徐鲁散文集《童年的瓜灯》用充满诗意的语言写出让人陶醉其中的春天、夏日、飞鸟与湖上黎明,赋予故乡山色、小时候的游戏以独特之美。《童年谣》则将50首童谣与美文结合,引发读者们对于真善美的感触。
——编者
徐鲁(作家)
高燕(小象家童书编辑)
高燕:你写过许多关于科学家的故事,在《童年的瓜灯》中,你也刻画了许多平凡的人物,他们都有各自的独特之美。你是如何在平凡的生活中发现这些“美”的?你希望通过这些人物形象,向小读者们传递什么样的人生观或价值观?

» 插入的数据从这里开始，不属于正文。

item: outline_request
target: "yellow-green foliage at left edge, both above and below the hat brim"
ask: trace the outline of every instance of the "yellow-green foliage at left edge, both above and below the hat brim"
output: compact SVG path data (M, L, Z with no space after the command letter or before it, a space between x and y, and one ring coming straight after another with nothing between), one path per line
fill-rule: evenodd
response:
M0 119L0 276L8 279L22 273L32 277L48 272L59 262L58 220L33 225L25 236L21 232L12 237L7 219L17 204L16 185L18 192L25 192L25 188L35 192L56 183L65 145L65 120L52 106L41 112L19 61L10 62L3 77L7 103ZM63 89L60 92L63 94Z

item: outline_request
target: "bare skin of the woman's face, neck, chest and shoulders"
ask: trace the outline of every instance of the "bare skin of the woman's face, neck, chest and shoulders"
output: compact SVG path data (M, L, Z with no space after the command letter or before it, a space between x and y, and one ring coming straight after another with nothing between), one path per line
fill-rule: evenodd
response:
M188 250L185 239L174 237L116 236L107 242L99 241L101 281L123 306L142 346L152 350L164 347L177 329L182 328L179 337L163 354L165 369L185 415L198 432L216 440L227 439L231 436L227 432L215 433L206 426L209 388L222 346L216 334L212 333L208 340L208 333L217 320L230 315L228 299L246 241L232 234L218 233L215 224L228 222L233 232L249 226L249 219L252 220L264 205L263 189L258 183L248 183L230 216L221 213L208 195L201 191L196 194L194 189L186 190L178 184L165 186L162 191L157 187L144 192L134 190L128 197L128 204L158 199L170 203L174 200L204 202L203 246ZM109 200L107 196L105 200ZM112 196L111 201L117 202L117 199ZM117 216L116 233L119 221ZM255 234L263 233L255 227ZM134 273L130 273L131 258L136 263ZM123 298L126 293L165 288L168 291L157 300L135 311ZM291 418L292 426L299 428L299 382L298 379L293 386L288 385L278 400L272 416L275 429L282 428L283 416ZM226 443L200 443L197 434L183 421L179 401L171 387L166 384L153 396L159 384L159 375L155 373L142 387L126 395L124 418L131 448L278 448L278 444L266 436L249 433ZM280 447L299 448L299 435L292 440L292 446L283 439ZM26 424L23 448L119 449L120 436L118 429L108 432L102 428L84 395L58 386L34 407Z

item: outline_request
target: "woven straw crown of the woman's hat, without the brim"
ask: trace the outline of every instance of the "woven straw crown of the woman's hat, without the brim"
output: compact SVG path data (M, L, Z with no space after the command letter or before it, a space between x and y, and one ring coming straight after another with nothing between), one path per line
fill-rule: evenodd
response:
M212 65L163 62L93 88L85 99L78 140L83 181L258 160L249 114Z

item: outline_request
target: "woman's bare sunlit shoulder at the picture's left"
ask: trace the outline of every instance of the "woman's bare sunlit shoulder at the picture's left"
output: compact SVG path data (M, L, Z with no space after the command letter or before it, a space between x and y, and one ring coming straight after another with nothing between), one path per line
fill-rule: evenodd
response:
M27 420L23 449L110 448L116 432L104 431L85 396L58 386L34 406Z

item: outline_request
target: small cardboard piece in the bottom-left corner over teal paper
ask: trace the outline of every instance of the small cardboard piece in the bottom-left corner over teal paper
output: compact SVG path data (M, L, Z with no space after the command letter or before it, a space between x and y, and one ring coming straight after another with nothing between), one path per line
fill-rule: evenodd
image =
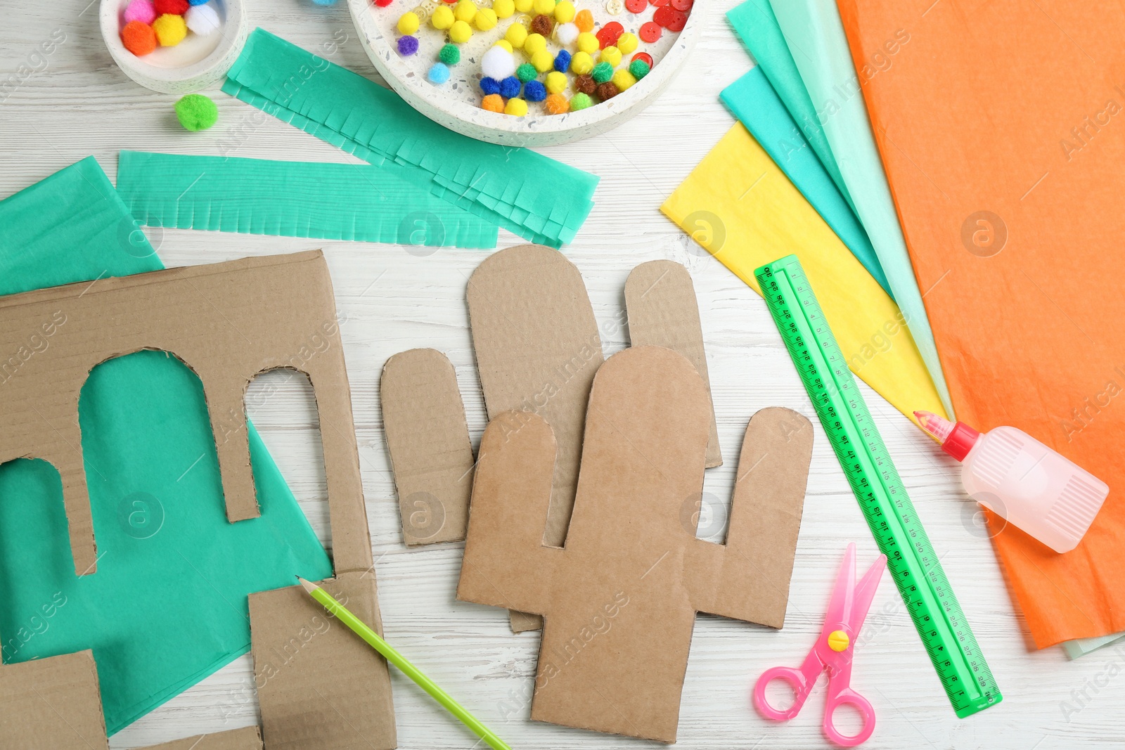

徐鲁:你说的是事实,我的书里,写了很多科学家、英雄人物和最美奋斗者的故事,同时也写了许多平凡的劳动者,包括我自己的亲人,以前在山区工作时结识的乡亲,还有生活中匆匆际遇过的一些普通的市井人物的故事。我在写这些平凡的劳动者时,尽力去写出他们的善良情怀、生活勇气和生存智慧,写出他们对天地自然的敬畏,对现实日常的热爱,尤其是面对生活中的艰辛与沉重时的那种乐观的态度。我觉得,只有这样,我的文字里才能透出生命的坚韧和人心的温暖,透出人间生活的烟火气息。我们每个人,其实也都是其中的一员。他们身上的“独特之美”,集中起来、综合起来,不就是我们中国人的情怀、性格、气度、风骨与神韵吗?再说大一点,不就是我们中华民族的传统美德和民族精神吗?它们是真实而宝贵的,也是值得一代代人尊崇、敬畏和传承的。所有这些,就是我想向孩子们传递的人生观与价值观。当然,如何在生活中发现这些“独特之美”,这不是一蹴而就、刻意为之的事情,而是需要长期的沉浸、经历、观察、体验与积淀。有一些发现,没有亲身的沉浸、经历与体验,那是想象不出来、也无法感受到的。所以我常说,对一位作家来说,经历与体验丰富与否,比想象与虚构才能的多寡更为重要。
《童年的瓜灯》
高燕:你的《童年谣》书中除了收录50首童谣,还为每首童谣写下了50篇小美文。你是如何想到将童谣和美文结合在一起的?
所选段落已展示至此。